With June only a few days away, many folks are planning summer vacations. While falling off the health conscious bandwagon is often associated with travel, we at Health IQ share a few of our favorite ways to stay healthy while on the road—or in the air. From the most effective (and efficient) workouts to inflammation-reducing desserts to sharing quality time with a partner—we’ve got you covered as your summer travel plans heat up.
What are the most effective strength training exercises?

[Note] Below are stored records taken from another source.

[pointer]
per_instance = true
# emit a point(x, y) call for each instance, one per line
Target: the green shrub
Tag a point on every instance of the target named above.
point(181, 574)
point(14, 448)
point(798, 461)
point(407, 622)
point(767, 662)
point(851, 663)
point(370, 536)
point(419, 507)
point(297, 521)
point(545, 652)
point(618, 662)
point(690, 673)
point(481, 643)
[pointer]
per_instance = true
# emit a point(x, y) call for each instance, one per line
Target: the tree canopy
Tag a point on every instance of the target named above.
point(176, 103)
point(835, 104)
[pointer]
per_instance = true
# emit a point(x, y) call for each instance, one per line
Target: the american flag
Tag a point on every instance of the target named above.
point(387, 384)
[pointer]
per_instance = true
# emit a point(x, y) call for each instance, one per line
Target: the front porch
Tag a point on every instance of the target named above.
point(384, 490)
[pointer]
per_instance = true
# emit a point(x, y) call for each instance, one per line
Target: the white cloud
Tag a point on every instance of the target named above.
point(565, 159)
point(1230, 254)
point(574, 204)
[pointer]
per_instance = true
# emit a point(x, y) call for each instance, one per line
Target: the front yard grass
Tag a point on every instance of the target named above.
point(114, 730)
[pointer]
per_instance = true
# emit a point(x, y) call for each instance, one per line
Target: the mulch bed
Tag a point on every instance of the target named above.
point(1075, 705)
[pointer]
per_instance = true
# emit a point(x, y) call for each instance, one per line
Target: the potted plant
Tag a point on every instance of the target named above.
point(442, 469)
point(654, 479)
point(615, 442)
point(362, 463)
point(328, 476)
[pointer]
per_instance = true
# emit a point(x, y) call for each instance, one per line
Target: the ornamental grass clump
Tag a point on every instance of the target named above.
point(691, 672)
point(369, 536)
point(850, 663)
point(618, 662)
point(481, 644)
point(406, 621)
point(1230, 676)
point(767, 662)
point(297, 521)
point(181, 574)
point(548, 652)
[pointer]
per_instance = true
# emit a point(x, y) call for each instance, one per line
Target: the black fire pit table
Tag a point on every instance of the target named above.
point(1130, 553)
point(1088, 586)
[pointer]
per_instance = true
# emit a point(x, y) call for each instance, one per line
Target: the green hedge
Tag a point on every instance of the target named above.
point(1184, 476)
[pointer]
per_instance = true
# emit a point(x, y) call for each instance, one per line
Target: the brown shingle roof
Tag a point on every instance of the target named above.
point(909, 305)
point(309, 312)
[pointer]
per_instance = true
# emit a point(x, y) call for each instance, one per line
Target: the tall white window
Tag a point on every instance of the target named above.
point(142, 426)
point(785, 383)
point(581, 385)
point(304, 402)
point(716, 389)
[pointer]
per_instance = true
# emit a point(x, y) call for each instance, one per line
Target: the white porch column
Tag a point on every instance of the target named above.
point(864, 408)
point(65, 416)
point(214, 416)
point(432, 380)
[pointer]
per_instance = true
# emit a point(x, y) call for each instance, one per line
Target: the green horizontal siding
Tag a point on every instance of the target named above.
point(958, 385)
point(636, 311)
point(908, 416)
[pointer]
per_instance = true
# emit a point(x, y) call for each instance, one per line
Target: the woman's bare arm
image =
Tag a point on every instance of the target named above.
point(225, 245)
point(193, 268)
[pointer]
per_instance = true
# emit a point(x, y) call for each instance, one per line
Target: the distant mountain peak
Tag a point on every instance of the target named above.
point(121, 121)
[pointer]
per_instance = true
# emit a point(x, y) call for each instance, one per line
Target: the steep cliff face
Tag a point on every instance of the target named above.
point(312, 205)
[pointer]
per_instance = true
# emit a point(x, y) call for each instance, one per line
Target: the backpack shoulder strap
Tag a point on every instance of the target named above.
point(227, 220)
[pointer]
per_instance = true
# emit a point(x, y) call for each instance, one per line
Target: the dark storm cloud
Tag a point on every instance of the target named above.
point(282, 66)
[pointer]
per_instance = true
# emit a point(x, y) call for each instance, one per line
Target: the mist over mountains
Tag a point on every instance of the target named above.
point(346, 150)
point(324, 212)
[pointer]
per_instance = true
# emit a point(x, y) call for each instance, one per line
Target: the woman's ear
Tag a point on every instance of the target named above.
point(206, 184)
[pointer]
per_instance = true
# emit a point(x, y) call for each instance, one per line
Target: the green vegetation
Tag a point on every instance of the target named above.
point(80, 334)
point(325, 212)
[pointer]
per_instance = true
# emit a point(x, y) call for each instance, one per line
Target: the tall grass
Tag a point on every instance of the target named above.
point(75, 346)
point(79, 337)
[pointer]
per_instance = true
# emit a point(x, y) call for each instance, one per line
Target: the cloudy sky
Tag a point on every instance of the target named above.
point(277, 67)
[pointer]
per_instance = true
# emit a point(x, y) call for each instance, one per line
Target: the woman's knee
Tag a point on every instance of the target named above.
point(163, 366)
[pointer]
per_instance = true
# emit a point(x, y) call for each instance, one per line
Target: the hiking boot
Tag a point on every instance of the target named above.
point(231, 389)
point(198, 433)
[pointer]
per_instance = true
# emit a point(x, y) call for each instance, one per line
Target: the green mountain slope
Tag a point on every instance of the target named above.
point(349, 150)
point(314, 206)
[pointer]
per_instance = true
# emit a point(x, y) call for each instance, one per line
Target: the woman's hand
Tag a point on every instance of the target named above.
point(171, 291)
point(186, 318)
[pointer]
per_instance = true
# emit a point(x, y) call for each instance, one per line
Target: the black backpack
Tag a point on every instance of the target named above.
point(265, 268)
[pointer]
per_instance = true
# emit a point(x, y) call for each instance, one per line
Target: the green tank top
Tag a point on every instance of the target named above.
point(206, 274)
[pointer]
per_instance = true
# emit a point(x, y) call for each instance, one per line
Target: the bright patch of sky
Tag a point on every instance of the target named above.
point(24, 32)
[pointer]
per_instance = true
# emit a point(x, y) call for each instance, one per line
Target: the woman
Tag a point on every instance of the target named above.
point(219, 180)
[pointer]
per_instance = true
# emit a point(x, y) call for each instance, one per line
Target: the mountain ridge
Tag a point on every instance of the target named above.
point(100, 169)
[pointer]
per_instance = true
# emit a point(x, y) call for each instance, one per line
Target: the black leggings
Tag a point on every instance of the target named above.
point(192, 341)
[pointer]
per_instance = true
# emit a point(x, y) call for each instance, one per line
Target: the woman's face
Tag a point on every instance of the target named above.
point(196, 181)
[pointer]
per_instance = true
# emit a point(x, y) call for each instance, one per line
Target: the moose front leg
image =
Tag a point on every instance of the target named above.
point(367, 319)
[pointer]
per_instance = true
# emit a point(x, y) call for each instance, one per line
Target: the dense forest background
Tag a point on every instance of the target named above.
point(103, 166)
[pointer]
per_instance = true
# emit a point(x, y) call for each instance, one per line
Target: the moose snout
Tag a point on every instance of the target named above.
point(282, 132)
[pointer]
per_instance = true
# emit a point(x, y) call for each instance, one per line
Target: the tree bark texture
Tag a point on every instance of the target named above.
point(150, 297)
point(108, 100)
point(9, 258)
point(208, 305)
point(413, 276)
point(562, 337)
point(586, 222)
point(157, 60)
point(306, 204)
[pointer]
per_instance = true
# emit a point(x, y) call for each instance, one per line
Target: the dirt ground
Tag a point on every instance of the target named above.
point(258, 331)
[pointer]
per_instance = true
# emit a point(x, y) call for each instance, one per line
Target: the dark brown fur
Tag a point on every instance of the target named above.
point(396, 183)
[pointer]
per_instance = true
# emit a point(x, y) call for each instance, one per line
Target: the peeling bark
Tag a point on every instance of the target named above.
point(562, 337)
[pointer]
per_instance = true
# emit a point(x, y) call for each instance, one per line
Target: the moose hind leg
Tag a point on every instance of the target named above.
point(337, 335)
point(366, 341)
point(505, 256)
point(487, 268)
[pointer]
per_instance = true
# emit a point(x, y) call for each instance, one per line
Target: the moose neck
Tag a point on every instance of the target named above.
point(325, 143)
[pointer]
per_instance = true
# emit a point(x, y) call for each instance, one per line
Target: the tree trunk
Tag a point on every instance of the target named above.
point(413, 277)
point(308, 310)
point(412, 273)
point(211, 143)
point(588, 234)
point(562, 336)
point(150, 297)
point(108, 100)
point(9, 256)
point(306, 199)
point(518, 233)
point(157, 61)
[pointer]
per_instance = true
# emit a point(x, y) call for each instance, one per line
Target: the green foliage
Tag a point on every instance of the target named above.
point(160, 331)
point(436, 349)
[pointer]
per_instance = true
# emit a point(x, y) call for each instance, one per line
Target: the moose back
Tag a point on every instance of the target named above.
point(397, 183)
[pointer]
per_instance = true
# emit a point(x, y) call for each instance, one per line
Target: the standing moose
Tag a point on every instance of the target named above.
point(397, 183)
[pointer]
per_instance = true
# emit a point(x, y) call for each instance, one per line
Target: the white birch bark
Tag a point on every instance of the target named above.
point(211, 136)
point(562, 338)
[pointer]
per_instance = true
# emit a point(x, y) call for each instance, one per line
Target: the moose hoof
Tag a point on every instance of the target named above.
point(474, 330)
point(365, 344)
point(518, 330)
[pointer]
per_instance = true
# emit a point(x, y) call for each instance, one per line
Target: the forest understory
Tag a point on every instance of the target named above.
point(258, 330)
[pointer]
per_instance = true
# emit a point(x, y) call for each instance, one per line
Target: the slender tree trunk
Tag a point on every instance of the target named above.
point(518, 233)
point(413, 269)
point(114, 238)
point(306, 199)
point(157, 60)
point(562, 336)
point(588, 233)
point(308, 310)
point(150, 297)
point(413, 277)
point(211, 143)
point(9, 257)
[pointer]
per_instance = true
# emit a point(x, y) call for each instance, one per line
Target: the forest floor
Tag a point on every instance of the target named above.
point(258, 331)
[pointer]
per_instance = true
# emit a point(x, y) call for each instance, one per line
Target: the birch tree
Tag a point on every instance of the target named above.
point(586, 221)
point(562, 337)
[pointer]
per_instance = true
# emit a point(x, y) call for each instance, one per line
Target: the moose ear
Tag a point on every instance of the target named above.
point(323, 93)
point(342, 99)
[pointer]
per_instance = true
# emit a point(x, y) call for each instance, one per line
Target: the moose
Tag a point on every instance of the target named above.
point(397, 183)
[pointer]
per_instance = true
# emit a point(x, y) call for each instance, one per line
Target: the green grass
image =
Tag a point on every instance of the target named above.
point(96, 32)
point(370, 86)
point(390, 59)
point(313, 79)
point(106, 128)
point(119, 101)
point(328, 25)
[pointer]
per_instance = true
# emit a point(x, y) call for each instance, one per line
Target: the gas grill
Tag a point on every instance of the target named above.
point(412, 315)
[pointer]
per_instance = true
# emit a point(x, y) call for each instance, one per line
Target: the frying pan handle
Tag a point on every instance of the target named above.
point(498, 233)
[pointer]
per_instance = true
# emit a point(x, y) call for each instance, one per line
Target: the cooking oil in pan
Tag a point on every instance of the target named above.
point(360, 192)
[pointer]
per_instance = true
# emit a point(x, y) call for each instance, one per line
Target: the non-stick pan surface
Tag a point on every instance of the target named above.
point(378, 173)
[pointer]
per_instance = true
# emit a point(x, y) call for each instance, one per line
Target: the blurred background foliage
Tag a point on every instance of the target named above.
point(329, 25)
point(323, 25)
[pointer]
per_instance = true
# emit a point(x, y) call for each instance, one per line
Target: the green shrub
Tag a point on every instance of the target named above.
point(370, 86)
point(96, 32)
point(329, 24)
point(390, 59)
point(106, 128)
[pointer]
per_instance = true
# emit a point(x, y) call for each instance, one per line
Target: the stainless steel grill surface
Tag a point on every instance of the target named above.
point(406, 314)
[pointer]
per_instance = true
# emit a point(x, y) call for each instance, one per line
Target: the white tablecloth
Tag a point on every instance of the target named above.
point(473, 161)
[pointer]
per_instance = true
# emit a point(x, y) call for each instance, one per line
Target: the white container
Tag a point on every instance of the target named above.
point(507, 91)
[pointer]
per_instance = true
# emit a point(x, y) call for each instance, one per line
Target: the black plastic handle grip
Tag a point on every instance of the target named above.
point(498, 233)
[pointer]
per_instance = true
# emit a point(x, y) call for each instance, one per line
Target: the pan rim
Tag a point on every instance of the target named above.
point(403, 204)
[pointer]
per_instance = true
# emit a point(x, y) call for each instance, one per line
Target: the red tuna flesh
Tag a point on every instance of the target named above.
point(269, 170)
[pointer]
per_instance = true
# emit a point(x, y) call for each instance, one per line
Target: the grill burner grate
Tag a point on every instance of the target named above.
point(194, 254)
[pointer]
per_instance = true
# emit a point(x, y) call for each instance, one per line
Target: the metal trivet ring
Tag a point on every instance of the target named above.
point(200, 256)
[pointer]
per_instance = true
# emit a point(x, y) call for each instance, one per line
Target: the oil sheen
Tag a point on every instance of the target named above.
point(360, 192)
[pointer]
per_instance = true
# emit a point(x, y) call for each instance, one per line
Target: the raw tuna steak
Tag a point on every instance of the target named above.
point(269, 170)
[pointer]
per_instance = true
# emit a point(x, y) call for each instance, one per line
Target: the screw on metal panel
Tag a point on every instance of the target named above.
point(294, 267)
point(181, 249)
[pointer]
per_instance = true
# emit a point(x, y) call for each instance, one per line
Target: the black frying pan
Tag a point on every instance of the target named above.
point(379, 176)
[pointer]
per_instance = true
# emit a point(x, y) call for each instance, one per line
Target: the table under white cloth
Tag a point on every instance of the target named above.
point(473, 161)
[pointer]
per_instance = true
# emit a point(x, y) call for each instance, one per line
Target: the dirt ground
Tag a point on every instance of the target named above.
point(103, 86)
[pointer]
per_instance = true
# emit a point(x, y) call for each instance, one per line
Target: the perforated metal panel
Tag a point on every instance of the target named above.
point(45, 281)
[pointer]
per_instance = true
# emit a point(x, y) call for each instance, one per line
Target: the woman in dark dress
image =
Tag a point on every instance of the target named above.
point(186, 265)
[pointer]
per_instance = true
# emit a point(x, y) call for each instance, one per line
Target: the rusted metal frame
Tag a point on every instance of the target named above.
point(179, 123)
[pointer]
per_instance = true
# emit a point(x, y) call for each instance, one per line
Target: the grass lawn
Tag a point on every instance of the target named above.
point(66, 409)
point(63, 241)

Since most of us don’t have unlimited workout time—especially when traveling—we are always looking for the most effective and efficient exercises. Researchers used electromyography—a technique which records and evaluates the electrical activity produced within specific muscles—to find out which common strength training exercises stimulated the most muscle activation. For chest training, the decline bench press was found to be more effective than the flat bench press. Bent over barbell rows trumped lat pull downs for stimulating back muscles. Barbell squats hit the quads harder than leg presses. And preacher curls were the king of all bicep exercises. Find the complete list here.
A delicious way to reduce inflammation.
We are so excited that there is another reason to enjoy high quality dark chocolate (in moderation of course). A recent study at Loma Linda University gave lucky participants 48g (1.7 oz) of dark chocolate—slightly more than a standard Hershey bar—a day made with 70% cacao and 30% organic sugar. Results showed improvements in stress levels, inflammation, mood, memory, and immunity. This is in addition to the already proven heart health benefits that dark chocolate can provide. So don’t feel guilty if chocolate is your go to travel treat; just make sure it’s high quality—at least 70% cacao—and made with limited ingredients.
More good reasons to make social connections outside.
While we have long known that being and staying married is linked to many positive health outcomes, a recent longitudinal study explored the health risks of being divorced. Researchers were surprised to find an almost 50% increase in mortality risk for divorced people. This spike is at least partially caused by the increase in risky behaviors that divorced people are more likely to engage in, such as smoking and exercising less. Divorce may also lead to less support and accountability for health-promoting behaviors. No matter what your relationship status, these studies highlight the importance of social support and accountability for long-term health. So why not suggest doing something healthy and positive—like going on vacation—with a spouse or friend today?